Die Batschkapp ist sehr gut gefüllt, als die Finnen von SWALLOW THE SUN pünktlich um 19.25h die Bühne betreten. Mit einem Mix aus altem und neuerem Material ihres aktuellen Albums „The Emerald Forest And The Blackbird“ versuchen die sechs Jungs das Publikum von sich zu überzeugen. Ein Hauptproblem bei diesem Vorhaben ist jedoch, dass die Gitarren heute Abend viel zu leise sind und so oftmals vom Keyboard übertönt werden, welches sich eigentlich eher im Hintergrund befinden sollte. Als zweites Problem entpuppt sich im Laufe des Auftritts Sänger Mikkos Stimme, die gerade in den eher ruhigeren Passagen und Liedern wie „This Cut Is The Deepest“ etwas drucklos daherkommt. Hier hätte eines seiner Bandmitglieder aushelfen können. Neben diesen Aspekten spielen SWALLOW THE SUN ein leidenschaftliches Set, können mit neueren Songs wie „Hate, Lead The Way“ genauso punkten wie mit dem abschließenden Bandgassenhauer „Swallow (Horror Pt.1)“. Man merkt der Band ihre Bühnenroutine an, alles ist perfekt abgestimmt und greift ineinander! Es wird Zeit, dass die Sechs auch mal eine Headliner-Tour spielen, um neben dem Titeltrack des aktuellen Albums auch einmal andere überlange Songs in die Setlist zu packen!
Danach macht sich das Erstaunen breit, als nicht wie auf dem Tourplakat angekündigt die Norweger VREID, sondern direkt PARADISE LOST die Bühne betreten. Mit dem „Icon“-Klassiker „Widow“ starten die Engländer überraschend in ihr Set, wissen dabei aber das gesamte Publikum auf ihrer Seite. Im Laufe des Auftritts fokussiert man sich auch nicht auf das im April erschienene „Tragic Idol“, sondern serviert Lieder aus jeder Periode. Das einzige Werk, dass PARADISE LOST aussparen, ist das noch immer kontrovers diskutierte „Host“. Schade ist auch, dass sie das starke 2010er „Faith Divides Us, Death Unites Us“ nur mit dem gleichnamigen Titel bedenken. Der Stimmung in der Batschkapp tut dies jedoch keinen Abbruch. Das Publikum nimmt alle Songs gut auf und weist auch bei den neuen Liedern Textsicherheit vor. Vor allem „In This We Dwell“ kann hier in den Ring geführt werden.

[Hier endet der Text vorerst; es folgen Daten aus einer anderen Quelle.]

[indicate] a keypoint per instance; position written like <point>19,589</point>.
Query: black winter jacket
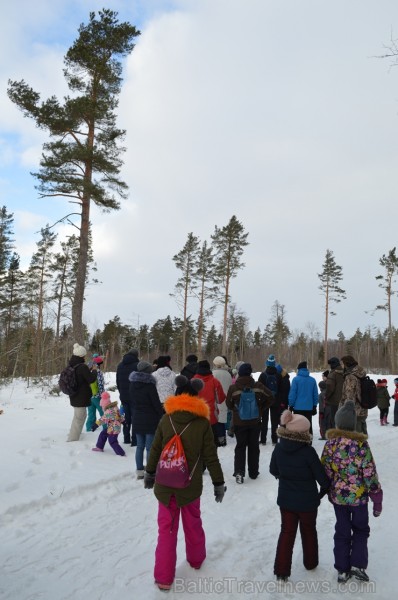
<point>146,408</point>
<point>128,365</point>
<point>84,377</point>
<point>298,468</point>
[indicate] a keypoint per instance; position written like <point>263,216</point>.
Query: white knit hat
<point>79,350</point>
<point>295,422</point>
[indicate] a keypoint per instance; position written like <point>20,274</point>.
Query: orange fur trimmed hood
<point>187,403</point>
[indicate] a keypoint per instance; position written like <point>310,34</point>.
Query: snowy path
<point>77,525</point>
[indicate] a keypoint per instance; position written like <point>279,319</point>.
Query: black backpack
<point>368,392</point>
<point>67,381</point>
<point>271,382</point>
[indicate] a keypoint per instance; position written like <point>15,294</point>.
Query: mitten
<point>149,480</point>
<point>219,491</point>
<point>377,499</point>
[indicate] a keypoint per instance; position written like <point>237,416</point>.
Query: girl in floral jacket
<point>112,419</point>
<point>349,464</point>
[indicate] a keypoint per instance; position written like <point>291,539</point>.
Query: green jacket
<point>198,442</point>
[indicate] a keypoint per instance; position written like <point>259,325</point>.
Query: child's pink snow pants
<point>166,549</point>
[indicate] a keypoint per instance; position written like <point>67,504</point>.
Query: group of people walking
<point>158,404</point>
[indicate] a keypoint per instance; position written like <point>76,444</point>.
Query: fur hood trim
<point>352,435</point>
<point>295,436</point>
<point>187,403</point>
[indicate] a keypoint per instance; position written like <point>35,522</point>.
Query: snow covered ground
<point>77,525</point>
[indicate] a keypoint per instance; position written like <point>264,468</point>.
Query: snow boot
<point>359,574</point>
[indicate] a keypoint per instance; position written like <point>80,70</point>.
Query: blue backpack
<point>248,407</point>
<point>271,382</point>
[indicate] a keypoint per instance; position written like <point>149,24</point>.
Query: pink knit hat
<point>295,422</point>
<point>105,399</point>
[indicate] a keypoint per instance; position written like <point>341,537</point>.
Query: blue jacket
<point>303,393</point>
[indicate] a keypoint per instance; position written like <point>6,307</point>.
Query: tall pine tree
<point>82,161</point>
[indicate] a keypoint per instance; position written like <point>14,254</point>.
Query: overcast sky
<point>276,111</point>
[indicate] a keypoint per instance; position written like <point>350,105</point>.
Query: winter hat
<point>271,362</point>
<point>349,361</point>
<point>164,361</point>
<point>334,362</point>
<point>293,422</point>
<point>144,367</point>
<point>245,369</point>
<point>191,358</point>
<point>79,350</point>
<point>203,367</point>
<point>219,362</point>
<point>105,399</point>
<point>186,386</point>
<point>346,417</point>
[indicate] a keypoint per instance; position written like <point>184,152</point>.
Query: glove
<point>377,499</point>
<point>219,491</point>
<point>149,480</point>
<point>322,493</point>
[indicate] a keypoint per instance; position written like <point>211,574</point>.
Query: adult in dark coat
<point>274,372</point>
<point>295,463</point>
<point>128,365</point>
<point>189,369</point>
<point>82,399</point>
<point>146,411</point>
<point>247,432</point>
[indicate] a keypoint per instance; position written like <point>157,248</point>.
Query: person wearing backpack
<point>334,388</point>
<point>81,399</point>
<point>185,411</point>
<point>272,380</point>
<point>247,430</point>
<point>383,400</point>
<point>212,393</point>
<point>352,390</point>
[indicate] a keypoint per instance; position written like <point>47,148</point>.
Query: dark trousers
<point>247,438</point>
<point>328,416</point>
<point>351,537</point>
<point>112,439</point>
<point>309,540</point>
<point>273,414</point>
<point>128,435</point>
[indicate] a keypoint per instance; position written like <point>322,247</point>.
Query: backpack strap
<point>179,435</point>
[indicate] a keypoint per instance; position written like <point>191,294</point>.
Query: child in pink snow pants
<point>183,409</point>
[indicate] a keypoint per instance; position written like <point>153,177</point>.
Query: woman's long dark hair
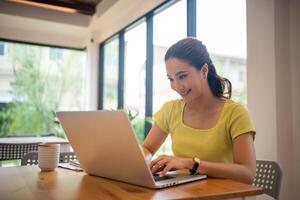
<point>194,52</point>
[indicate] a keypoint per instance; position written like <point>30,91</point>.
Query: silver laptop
<point>105,144</point>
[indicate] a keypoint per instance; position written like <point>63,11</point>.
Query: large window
<point>135,72</point>
<point>221,25</point>
<point>222,29</point>
<point>34,87</point>
<point>111,68</point>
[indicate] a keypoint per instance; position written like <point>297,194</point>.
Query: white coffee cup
<point>48,156</point>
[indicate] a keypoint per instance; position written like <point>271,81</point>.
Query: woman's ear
<point>204,71</point>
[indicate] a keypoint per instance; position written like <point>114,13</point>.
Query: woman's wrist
<point>189,163</point>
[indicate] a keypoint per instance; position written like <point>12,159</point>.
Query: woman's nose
<point>177,86</point>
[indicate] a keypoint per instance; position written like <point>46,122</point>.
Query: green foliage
<point>39,88</point>
<point>5,120</point>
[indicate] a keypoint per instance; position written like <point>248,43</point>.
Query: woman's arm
<point>153,141</point>
<point>243,168</point>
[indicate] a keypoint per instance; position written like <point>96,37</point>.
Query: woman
<point>211,134</point>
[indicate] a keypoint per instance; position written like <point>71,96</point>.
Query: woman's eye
<point>170,79</point>
<point>183,76</point>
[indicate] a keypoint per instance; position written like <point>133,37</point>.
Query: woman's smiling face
<point>185,79</point>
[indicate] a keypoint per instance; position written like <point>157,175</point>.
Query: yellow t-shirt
<point>214,144</point>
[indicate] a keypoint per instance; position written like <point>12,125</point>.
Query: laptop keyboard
<point>160,178</point>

Die Band ist gut aufgelegt und serviert den Zuhörern alte wie neue Songs ohne Probleme. Nur einmal, im „Shades Of God“-Stück „Pity The Sadness“ schlägt die Technik Mastermind Greg Mackintosh ein Schnippchen. Die Gitarre fällt gegen Ende dieses Lieds aus und die Band ist gezwungen es abzubrechen. Der guten Atomsphäre tut dies jedoch keinen Abbruch. Nach einem Zugabenblock von vier Liedern und dem abschließenden „Say Just Words“ verabschieden die Briten die Zuschauer in den verregneten Frankfurter Abend – von Nacht möchte man um 22 Uhr noch nicht sprechen. Dieser Umstand ist wohl so zu erklären, dass schon um 23 Uhr die reguläre Wochenende-Disco in der Batschkapp beginnt.
Manch einem wird die PARADISE LOST-Spielzeit von knapp eineinviertel Stunden etwas zu kurz gewesen sein, die meisten Besucher verlassen die Batschkapp jedoch mit einem zufriedenen Lächeln. Es gab schließlich zwei Bands zu sehen, die ihr Handwerk verstehen und das Publikum mitzureißen vermochten.